Even if that's where she meant to look, Kincaid must not mind the lingering gaze, cause once she looks back up, he's moving even closer, left hand touching her neck instead of the scarred one, as he leans his face down against hers, foreheads touching, noses touching cheeks, breath playing along her lips as he responds. "I have no doubt… that those are indeed lucky pants."

It's not quite a kiss, but the breath seems to have it's own touch. Coffee mixed with mixed with whiskey and topped off with fresh cigarettes. "I normally don't do this— going home with women I just met." That scarred hand raises up, touching her side and sliding higher. "But sometimes the only choice is to let go." Each word the air seemed closer, and at the end, his lips touch hers.

It's been a long time since Gina's had control to seize a moment like this. Jessica uses it to get her way. Niki sells the idea of it, but avoids it. Gina lives for the uninhibited moments shared between a man and a women. The tease of their proximity, his breath over her lips is intoxicating. Her breath catches in her throat. She feels alive. Tempting as it is to just lean up and take it, waiting pays off and the moment their lips touch is that much sweeter.

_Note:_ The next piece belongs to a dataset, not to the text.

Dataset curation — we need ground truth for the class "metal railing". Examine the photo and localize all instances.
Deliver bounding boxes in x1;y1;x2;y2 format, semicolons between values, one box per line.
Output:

Slender fingers belie the strength Gina possesses, but doesn't tap into, and work at buttons deftly. Her eyes slide shut and she leans up into the kiss enough to make it a crush of lips, and need.

And from the way that his hands touch her, trying to get closer to skin, and the force in which Kincaid returns the kiss— she's not the only one trying to find something in this. Letting go is sometimes the only choice, and if it's inhibitions someone needs to let go of right then, he's certainly throwing them out the window.

The cigarette will burn out in the ash tray long before he remembers it was there. But they both have plenty to keep their minds, and everything else, occupied.